Ce 22 mai 2016, anniversaire de la naissance de Wagner, la Semperoper de Dresden régale la ville d’une retransmission de Lohengrin sur la place de l’opéra. A l’intérieur du bâtiment, le directeur Christian Thielemann mène la danse. La production fait l’événement puisqu’elle compte deux prises de rôles scrutées à la loupe par la planète lyrique : Piotr Beczala en chevalier du Graal et Anna Netrebko, en fin d’une mue entamée après sa maternité et qui la conduit vers des emplois beaucoup plus lourds que la Giuletta de ses débuts parisiens.
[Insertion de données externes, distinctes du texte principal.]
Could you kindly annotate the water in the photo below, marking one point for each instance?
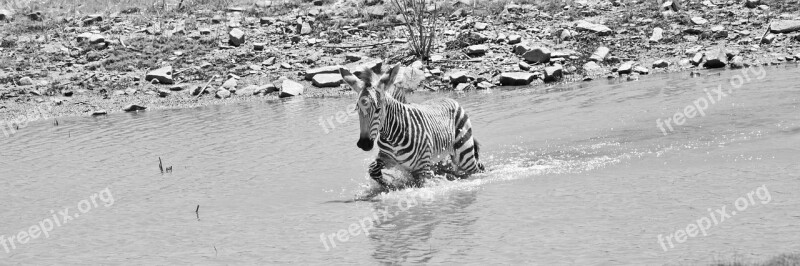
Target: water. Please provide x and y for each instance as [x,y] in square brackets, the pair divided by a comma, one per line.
[578,174]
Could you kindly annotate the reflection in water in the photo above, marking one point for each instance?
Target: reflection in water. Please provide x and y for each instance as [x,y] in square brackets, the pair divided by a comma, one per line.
[406,236]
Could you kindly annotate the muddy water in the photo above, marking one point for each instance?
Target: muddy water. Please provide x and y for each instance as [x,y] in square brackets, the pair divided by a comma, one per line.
[578,174]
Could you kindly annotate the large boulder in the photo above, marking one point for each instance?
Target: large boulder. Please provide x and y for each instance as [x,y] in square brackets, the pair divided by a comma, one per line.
[716,58]
[290,88]
[600,54]
[327,80]
[163,75]
[592,27]
[537,55]
[321,70]
[516,78]
[236,37]
[784,26]
[553,73]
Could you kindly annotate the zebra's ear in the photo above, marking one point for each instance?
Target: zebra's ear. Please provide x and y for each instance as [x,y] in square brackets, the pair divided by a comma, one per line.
[389,79]
[351,79]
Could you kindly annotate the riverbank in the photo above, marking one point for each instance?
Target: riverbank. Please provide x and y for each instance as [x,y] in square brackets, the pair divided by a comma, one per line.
[78,61]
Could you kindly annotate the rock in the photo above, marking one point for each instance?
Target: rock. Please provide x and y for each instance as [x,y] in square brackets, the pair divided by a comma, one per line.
[670,5]
[537,55]
[305,29]
[592,68]
[223,93]
[26,81]
[236,37]
[478,49]
[524,66]
[641,70]
[716,58]
[290,88]
[321,70]
[327,80]
[658,34]
[784,26]
[699,21]
[591,27]
[459,77]
[163,75]
[769,38]
[600,54]
[752,3]
[660,64]
[249,90]
[6,14]
[133,108]
[625,68]
[698,57]
[516,78]
[553,73]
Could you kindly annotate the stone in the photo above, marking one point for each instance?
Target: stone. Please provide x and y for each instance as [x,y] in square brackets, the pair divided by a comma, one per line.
[478,49]
[305,28]
[223,93]
[459,77]
[516,78]
[625,68]
[26,81]
[353,57]
[249,90]
[133,108]
[784,26]
[6,14]
[660,64]
[697,58]
[537,55]
[321,70]
[163,75]
[769,38]
[658,34]
[592,27]
[553,73]
[592,68]
[716,58]
[699,21]
[290,88]
[236,37]
[600,54]
[327,80]
[524,66]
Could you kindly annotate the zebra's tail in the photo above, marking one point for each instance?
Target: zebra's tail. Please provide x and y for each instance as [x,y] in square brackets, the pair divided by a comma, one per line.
[477,156]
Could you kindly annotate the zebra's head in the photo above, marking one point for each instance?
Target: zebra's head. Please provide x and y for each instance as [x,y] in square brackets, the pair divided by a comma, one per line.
[372,84]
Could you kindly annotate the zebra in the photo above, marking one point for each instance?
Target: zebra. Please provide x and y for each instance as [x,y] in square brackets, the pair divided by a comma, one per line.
[412,137]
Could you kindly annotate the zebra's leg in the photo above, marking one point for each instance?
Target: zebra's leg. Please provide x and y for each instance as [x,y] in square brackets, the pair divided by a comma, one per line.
[422,174]
[375,173]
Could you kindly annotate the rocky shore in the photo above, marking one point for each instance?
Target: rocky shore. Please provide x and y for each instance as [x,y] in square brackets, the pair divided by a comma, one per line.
[172,56]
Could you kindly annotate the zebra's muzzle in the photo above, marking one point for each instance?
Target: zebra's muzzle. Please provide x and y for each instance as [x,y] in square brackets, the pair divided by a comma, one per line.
[365,144]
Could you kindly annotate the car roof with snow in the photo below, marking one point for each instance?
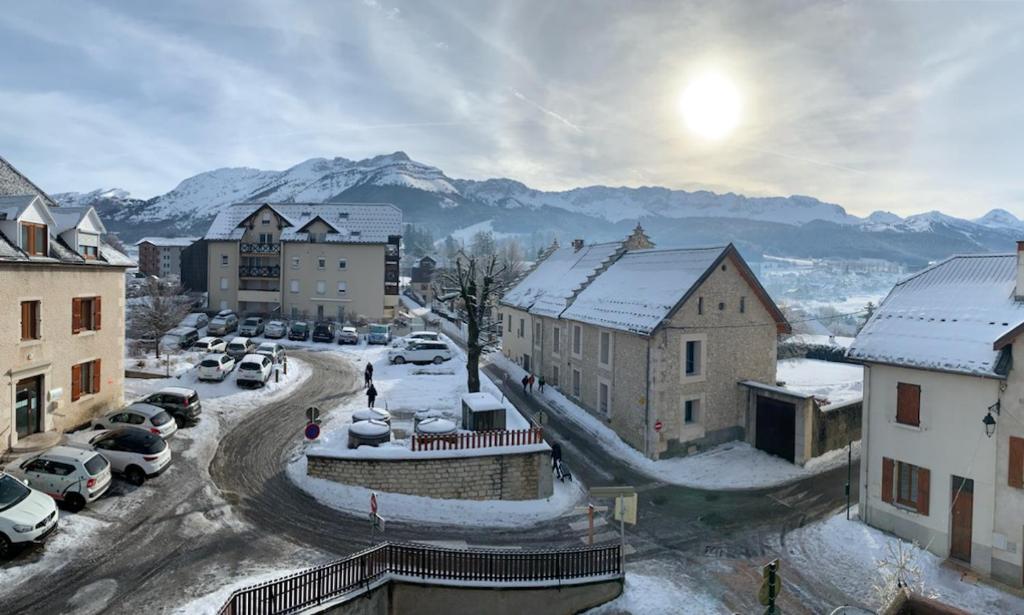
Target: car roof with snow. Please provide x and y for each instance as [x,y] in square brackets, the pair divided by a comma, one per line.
[958,315]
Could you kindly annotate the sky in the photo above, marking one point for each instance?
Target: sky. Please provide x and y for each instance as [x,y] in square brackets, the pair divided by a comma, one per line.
[905,106]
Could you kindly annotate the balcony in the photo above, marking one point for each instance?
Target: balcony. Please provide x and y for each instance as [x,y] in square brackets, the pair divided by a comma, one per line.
[259,249]
[263,272]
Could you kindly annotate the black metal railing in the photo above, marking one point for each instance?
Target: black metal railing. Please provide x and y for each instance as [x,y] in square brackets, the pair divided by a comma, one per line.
[318,584]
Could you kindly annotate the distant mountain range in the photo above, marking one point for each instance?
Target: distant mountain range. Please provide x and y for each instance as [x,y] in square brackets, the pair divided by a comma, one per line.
[796,226]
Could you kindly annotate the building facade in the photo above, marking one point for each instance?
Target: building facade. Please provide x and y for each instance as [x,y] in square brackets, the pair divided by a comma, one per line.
[305,261]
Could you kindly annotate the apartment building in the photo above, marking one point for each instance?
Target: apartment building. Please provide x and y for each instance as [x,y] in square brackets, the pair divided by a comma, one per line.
[62,361]
[323,261]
Disons-le d’entrée il s’agit d’une belle prise de rôle, certes perfectible notamment dans l’incarnation mais les écueils où l’on pensait la voir s’abîmer sont bien gérés. La diction, déjà, est bonne – surtout en comparaison des Letzte Lieder parisiens la saison passée – quoique trop appliquée encore. L’endurance aussi pourra s’améliorer, non pas tant sur la durée du rôle, mais plutôt sur la capacité à tenir les phrases jusqu’au bout sans reprise de souffle intempestive ou sans couper la valeur des notes. Le naturel viendra avec le temps, et au-delà de ces réserves, les bagages italiens et belcantistes de la soprano russe sont du plus effet. Cette Elsa se pare de demi-teintes tendres ou encore de la furie des reines donizetiennes quand elle affronte Ortrud (et avec Evelyn Herlitzius il y a fort à faire). Piotr Beczala aborde le rôle avec ses moyens verdiens. Aussi, manque-t-il çà et là de volume dans les ensembles. Paradoxe d’un Lohengrin pourtant chanté de mâle manière : point de mezza-voce élégiaques ou de piano tenu sur le « Taube », les aigus sont lancés à pleine puissances, gorgés du timbre lumineux du polonais. Au final, au royaume des interprètes de Lohengrin, ces nouveaux venus ne trônent pas encore, ils sont prince et princesse consorts.
Thomasz Konieczny effectue lui aussi une prise de rôle en Telramund, auquel il prête toute la noirceur, la nasalité et le volume de sa voix dans un portrait brut qui gagnera certainement à être poli et nuancé lors de futurs engagements. La suprématie royale se trouve chez les interprètes dont l’expérience prévaut. Georg Zeppenfeld (Heinrich) ravit par une science de la déclamation exemplaire, assise sur une voix homogène. Evelyn Herlitzius (Ortrud) rassure enfin après les doutes que son Isolde et son Emilia avaient pu susciter. Le volume est torrentiel, les duretés et acidités de la voix exploitées avec génie dans ce portrait de magicienne effrayante. Reptilienne sur scène, elle captive dès le premier acte, avant même qu’elle n’ouvre la bouche dans le quintette final.
© Daniel Koch
La mise en scène de Christine Mielitz qui date de 1983 devait avoir l’avantage de ne gêner personne. Las, traditionnelle au point d’être compassée avec des costumes digne de Disneyland, elle provoque lassitude dès les premières scènes, voire agace franchement quand les chœurs passent leur temps à faire l’essuie-glace sans aucune cohérence, ou que les chanteurs sont rendus aux pauses et gestuelles les plus caricaturales.
Il est parfois bon de fermer les yeux pour se concentrer sur la musique, même quand la scène ne contient rien de « l’abominable regietheater ». D’autant que la Staatskapelle de Dresde est à la hauteur de l’événement. Si les violons sont toujours aussi soyeux, la palme revient ce soir aux cuivres précis et à la petite harmonie. On se délecte de chaque intervention des flûtes, hautbois, clarinettes et piccolo. Lyrisme et romantisme traditionnels caractérisent la lecture de ChristianThielemann, qui, comme pour Die Walkure en février dernier, ne retient pas franchement ses troupes dans les ensembles. Seule ombre au tableau d’une direction par ailleurs millimétrée. L’ouverture est un modèle de fondu entre les différents pupitres, comme si chacun se passait le flambeau de l’accord initial.